011CHAPITRE IV : PLACEMENT, DÉPLACEMENT ET POSITION DE SUJET

Conrad, Lowry et White encadrent chronologiquement le mouvement que l’on a appellé le modernisme708, Conrad comme précurseur et Lowry et White comme successeurs. Si l’on se penche sur ce que Virginia Woolf considère comme le principal centre d’intérêt des modernistes, on constate que ces trois auteurs y participent pleinement :

‘For the moderns [...] the point of interest lies very likely in the dark places of psychology. At once, therefore, the accent falls a litlle indifferently; the emphasis is upon something hitherto ignored; at once a different outline of form becomes necessary, difficult for us to grasp, incomprehensible to our predecessors [...] nothing—no ‘method’, no experiment, even of the wildest—is forbidden, but only falsity and pretence709.’

Virginia Woolf souligne ici que l’intérêt porté aux « zones d’ombre de la psychologie » nécessite une nouvelle « forme » et c’est cette forme que nous essaierons de définir ici. Nous verrons que la forme traditionnelle que nous avons définie comme ligne logico-temporelle se voit contredite par une irruption du paradigme du discontinu, de la faille et de la béance. En effet, ce qui sépare la fiction des modernes ou encore Géorgiens (Forster, Lawrence, Strachey, Joyce, Eliot710) par rapport aux Edwardiens (Wells, Bennet, Galsworthy) d’après Woolf, c’est une rupture, une cassure fracassante : « ‘And so the smashing and the crashing began. ’ ‘Thus it is that we hear all round us, in poems and novels and biographies, even in newspaper articles and essays, the sound of breaking and falling, crashing and destruction.’ »711 Cette cassure se traduit dans le coulé et le continu de la prose traditionnelle dont la grammaire et la syntaxe se voient bousculées : « ‘Grammar is violated ; syntax disintegrated ’»712. D’où une impression d’équilibrisme et de perte de repères : la ligne logico-temporelle qui, tel un fleuve tranquille, transportait la barque du lecteur d’une étape à la suivante, disparaît et le lecteur se retrouve contraint de sauter (« dangerous leap », « flying precariously ») d’un mot à l’autre et d’une phrase à la suivante au dessus d’un vide (« through mid-air ») :

‘As I sun myself upon the intense and ravishing beauty of one of [Eliot’s] lines, and reflect that I must make a dizzy and dangerous leap to the next, and so on from line to line, like an acrobat flying precariously from bar to bar, I cry out, I confess, for the old decorums, and envy the indolence of my ancestors who, instead of spinning madly through mid-air, dreamt quietly in the shade with a book713.’

Cette thématique de la ligne, celle du livre qui enchaîne une ligne puis l’autre (« from line to line ») contrastée avec celle du saut et de la perte d’équilibre et de repères (« leap », « spinning madly through mid-air ») est très « conradienne » mais on la trouve aussi chez White et Lowry.
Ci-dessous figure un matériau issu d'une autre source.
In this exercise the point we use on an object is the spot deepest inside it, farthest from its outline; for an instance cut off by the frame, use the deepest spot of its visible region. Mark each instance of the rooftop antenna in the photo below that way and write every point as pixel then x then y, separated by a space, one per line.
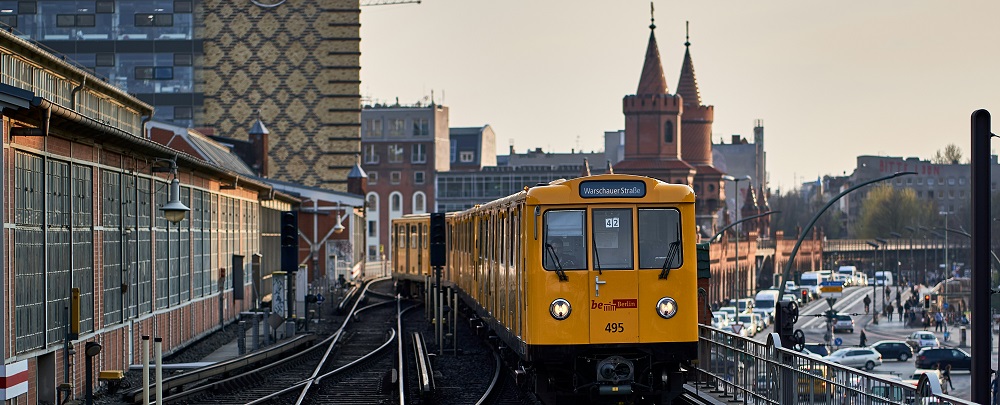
pixel 652 24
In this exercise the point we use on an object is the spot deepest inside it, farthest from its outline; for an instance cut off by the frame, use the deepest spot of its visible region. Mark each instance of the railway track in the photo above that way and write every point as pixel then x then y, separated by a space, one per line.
pixel 272 382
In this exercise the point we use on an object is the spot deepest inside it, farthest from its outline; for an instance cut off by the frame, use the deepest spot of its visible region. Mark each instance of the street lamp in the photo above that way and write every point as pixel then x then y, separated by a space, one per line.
pixel 736 184
pixel 874 284
pixel 947 259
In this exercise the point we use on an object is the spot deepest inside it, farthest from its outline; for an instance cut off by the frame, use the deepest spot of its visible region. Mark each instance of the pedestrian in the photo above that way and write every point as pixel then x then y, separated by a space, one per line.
pixel 946 377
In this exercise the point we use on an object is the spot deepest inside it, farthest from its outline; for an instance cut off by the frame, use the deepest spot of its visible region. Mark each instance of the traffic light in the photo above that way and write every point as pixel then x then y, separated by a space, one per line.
pixel 289 240
pixel 438 236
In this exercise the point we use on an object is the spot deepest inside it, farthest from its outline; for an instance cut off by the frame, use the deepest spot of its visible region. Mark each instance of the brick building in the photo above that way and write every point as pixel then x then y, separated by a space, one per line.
pixel 83 191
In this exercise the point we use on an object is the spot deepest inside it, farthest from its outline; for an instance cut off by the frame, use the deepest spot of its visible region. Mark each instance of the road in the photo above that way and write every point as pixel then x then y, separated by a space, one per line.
pixel 851 302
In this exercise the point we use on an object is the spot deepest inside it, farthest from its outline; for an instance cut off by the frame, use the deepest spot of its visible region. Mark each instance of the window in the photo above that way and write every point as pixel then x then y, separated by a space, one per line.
pixel 419 154
pixel 396 153
pixel 396 202
pixel 154 73
pixel 105 59
pixel 373 128
pixel 419 203
pixel 371 156
pixel 564 241
pixel 105 7
pixel 75 20
pixel 612 238
pixel 182 113
pixel 421 127
pixel 154 20
pixel 183 6
pixel 659 236
pixel 182 59
pixel 396 127
pixel 27 7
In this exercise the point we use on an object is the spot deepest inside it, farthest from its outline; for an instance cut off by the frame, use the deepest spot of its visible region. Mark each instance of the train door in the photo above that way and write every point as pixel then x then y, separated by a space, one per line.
pixel 614 291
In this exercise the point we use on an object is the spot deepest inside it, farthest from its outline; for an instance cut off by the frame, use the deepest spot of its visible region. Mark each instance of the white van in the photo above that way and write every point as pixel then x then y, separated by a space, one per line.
pixel 848 274
pixel 812 280
pixel 883 278
pixel 764 304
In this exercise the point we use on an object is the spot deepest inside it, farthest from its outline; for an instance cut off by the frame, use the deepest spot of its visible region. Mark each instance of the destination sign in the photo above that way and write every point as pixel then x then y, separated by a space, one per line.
pixel 613 189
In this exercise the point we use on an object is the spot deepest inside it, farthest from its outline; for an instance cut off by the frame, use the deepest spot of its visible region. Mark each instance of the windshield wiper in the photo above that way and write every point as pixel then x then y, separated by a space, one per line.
pixel 670 257
pixel 555 258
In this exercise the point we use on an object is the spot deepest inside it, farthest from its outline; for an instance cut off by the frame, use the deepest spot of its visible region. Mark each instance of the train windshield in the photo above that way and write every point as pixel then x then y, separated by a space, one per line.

Chez ces trois auteurs, l’isotopie de la faille vient contredire celle de la ligne.

Notes
708.

Conrad est l’un des plus célèbres précurseurs du modernisme au même titre que James. Lowry se situe dans la lignée du modernisme mais son style annonce déjà certains procédés postmodernes sur lesquels nous reviendrons. Quant à White, il est cet héritier qui hésite entre pré-modernisme et modernisme, entre une écriture encore traditionnelle influencée par le romantisme et une écriture plus libre qui est celle de l’intériorité même si cette intériorité reste de l’ordre du représenté plus que d’une véritable plongée dans un flux de conscience.

709.

Virginia Woolf, « Modern Fiction », The Common Reader, Londres : Hogarth, 1925, pp. 192-194.

710.

Virginia Woolf, « Mr Bennet and Mrs Brown », 1924, dans Peter Faulkner (éd.), A Modernist Reader, Modernism in England 1910-1930, Londres : B. T. Batsford Ltd, 1986, pp. 112-128.

711.

Ibid., p. 125.

712.

Ibid., p. 126.

713.

Ibid., p. 126, c’est moi qui souligne.